Solid lipid nanoparticles (SLN) is a drug carrier developed in the early 1990s. It uses solid natural or synthetic lipids with low toxicity, good biocompatibility, and biodegradability as materials to encapsulate or embed drugs in In the lipid core, the particle size is usually 10~1000nm. SLN has good stability, less drug leakage, sustained release and targeting properties, and easy sterilization and  mass production.

• Polyester Nanoparticles

Polylactic acid (PLA) and polylactic acid glycolic acid (PLGA) have good tissue compatibility and biodegradability. They have been approved by the US FDA as pharmaceutical excipients and are also the most commonly used polymer materials for preparing nanoparticles. They achieve mucosal adhesion through hydrogen bonding, polymer-mucin adhesion, hydrophobic interaction or other binding mechanisms.

• Chitosan Nanoparticles

Chitosan is a basic and positively charged natural amino polysaccharide with good biocompatibility and biodegradability.
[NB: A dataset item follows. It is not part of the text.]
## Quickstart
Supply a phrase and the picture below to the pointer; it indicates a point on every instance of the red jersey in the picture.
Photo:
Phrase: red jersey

The chitosan molecule contains amino and hydroxyl groups, which can form a high-viscosity colloidal solution when dissolved in dilute acid. The aqueous solution is a cationic electrolyte with strong flocculation. The amino groups of chitosan molecules are prone to chemical reactions and can be chemically modified under mild conditions. Chitosan interacts with the negatively charged cell membrane to induce the redistribution of F-actin and ZO1 protein, which are related to the tight junction between cells, increase the permeability of the hydrophilic macromolecule cell bypass, and promote affinity Absorption of water-based macromolecular drugs.